La sentenza n.2060 della Corte di Cassazione, pubblicata lo scorso 29 gennaio, esprime due principi estremamente importanti in materia di responsabilità della struttura ospedaliera e dei componenti dell’equipe chirurgica.
Nella vicenda oggetto di causa un ospedale si è difeso da una richiesta di risarcimento danni sostenendo che la scelta di svolgere un esame e la verifica dello stato di salute del paziente competono solo ai medici e che pertanto, in caso di danni, non può esserci responsabilità della struttura.
Secondo la Cassazione non è così.
Infatti, nella sentenza si legge che una struttura ospedaliera non risponde “solo della pulizia e dell’ordine dei servizi offerti”, come se fosse un albergo, e non può dunque disinteressarsi dell’attività svolta dal personale medico.
Al contrario, “l’aver ospitato all’interno della propria struttura uno o più medici che abbiano compiuto attività medico-chirurgiche su una paziente (…), senza rispettare le regole di prudenza e provocando alla paziente un danno, è fonte, oltre che di responsabilità diretta dei medici, di responsabilità indiretta nei confronti della danneggiata in capo alla struttura sanitaria, senza che questa possa esimersi da tale responsabilità affermando di non essersi ingerita nelle scelte tecniche o di non aver partecipato alle attività svolte dai responsabili, o di non esser stata neppure portata a conoscenza di esse”.
Sussiste, dunque, una responsabilità concorrente del medico e della struttura ospedaliera nella quale è stata effettuata la prestazione che ha causato il danno; e ciò, si badi bene, a prescindere dall’esistenza di un rapporto di lavoro subordinato o anche di una collaborazione stabile tra il medico e la struttura. In altre parole, la struttura risponde dei danni anche se il medico collabora saltuariamente con l’ospedale.
Il secondo principio espresso dalla Cassazione riguarda, come detto, la responsabilità dei componenti dell’equipe chirurgica, in particolare di “quelli posti in posizione subordinata”.
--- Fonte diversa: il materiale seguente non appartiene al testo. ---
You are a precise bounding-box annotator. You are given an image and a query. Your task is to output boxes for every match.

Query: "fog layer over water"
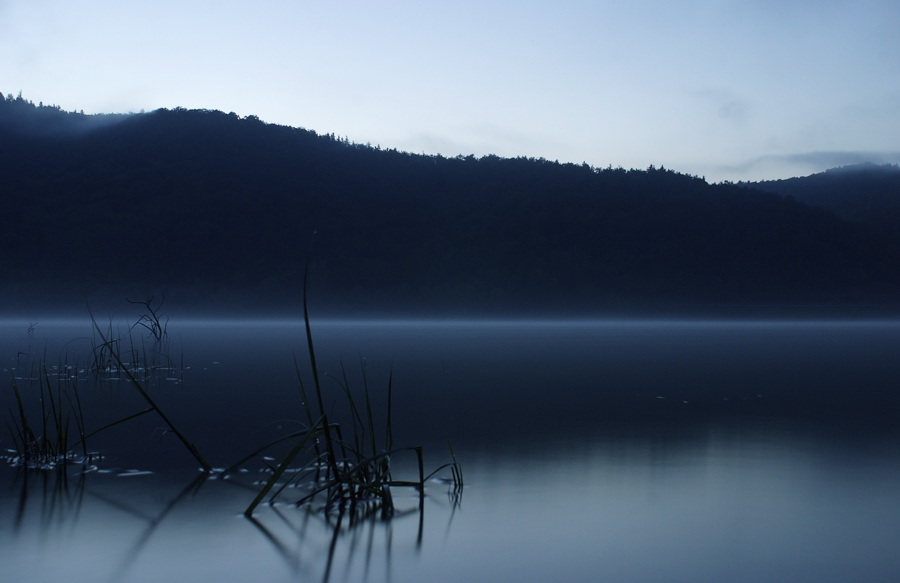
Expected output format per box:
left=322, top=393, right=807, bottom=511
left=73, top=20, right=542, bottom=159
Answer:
left=0, top=319, right=900, bottom=582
Nel caso deciso dalla Cassazione i Giudici di secondo grado avevano escluso la responsabilità di un medico, rilevando che quest’ultimo si era limitato a fornire assistenza ai due chirurghi con il compimento di alcune attività materiali, senza avere “la possibilità di interloquire sulle scelte da questi adottate e/o di esprimere il proprio dissenso“.
Anche in questo caso la Cassazione non è d’accordo.
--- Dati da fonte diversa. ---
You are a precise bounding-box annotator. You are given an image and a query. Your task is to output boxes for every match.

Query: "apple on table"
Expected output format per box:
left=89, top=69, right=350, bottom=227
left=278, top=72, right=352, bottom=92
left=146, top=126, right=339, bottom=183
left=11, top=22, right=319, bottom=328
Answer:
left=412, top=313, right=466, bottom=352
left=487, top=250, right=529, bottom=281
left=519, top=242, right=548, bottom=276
Infatti, esiste nel nostro ordinamento un principio di controllo reciproco, in virtù del quale “l’obbligo di diligenza che grava su ciascun componente dell’equipe medica concerne non solo le specifiche mansioni a lui affidate, ma anche il controllo sull’operato e sugli errori altrui che siano evidenti e non settoriali”.
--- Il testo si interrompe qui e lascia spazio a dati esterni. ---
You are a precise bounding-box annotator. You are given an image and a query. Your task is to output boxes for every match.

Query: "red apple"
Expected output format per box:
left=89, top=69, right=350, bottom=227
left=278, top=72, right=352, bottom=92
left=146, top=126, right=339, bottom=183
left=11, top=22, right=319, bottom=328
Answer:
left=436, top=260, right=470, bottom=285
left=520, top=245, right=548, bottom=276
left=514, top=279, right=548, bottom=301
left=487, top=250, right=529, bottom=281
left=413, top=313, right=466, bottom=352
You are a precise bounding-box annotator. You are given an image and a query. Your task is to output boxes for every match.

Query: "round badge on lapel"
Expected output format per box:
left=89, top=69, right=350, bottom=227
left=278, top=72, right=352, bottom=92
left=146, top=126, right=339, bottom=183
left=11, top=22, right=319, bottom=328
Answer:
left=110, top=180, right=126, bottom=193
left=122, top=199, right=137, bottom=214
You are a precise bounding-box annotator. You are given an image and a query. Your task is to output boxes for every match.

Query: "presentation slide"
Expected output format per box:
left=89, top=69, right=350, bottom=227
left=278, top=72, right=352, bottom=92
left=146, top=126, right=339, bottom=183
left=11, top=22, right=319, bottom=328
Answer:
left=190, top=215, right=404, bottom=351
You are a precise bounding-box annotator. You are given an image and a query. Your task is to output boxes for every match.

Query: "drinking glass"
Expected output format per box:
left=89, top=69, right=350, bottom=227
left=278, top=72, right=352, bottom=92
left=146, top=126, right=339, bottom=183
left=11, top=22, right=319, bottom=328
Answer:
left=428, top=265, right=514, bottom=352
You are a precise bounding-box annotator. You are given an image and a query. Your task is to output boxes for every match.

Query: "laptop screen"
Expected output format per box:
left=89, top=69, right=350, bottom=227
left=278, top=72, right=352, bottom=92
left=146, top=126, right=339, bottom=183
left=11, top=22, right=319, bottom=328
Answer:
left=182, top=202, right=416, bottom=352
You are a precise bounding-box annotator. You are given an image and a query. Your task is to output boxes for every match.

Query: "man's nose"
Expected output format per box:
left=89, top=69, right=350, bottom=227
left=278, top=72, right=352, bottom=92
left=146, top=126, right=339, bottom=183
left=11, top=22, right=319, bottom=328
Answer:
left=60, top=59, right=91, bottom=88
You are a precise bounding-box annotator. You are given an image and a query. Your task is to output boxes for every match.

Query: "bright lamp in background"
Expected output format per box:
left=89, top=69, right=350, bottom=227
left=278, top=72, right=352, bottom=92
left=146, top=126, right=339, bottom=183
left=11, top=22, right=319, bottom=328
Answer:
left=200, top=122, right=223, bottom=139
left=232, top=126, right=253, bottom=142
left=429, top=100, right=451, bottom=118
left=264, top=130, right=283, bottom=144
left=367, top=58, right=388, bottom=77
Pertanto, se un componente di un’equipe, “con l’ausilio delle comuni conoscenze del professionista medio”, si rende conto di un errore, deve farlo presente e manifestare espressamente il suo dissenso, altrimenti risponde anch’egli del danno patito dal paziente (secondo la Corte, l’obbligo di vigilare sull’attività altrui viene meno solo per le fasi dell’intervento in cui i ruoli e i compiti di ciascun operatore sono nettamente distinti).
Del resto, aggiunge ancora la Cassazione, ciascun componente dell’equipe deve comportarsi con diligenza e quindi, ad esempio, deve “prendere visione, prima dell’operazione, della cartella clinica del paziente contenente tutti i dati atti a consentirgli di verificare, tra l’altro, se la scelta di intervenire chirurgicamente fosse corretta e fosse compatibile con le condizioni di salute del paziente”.
In conclusione, dunque, il nostro ordinamento non ammette che un soggetto che faccia parte di un’equipe si limiti a svolgere solo le sue mansioni, disinteressandosi di ciò che fanno i suoi colleghi, come se fosse uno spettatore; egli invece è tenuto ad assumere una condotta diligente, ancor prima che l’intervento abbia inizio, in modo che durante l’operazione egli possa dare un contributo consapevole ed informato.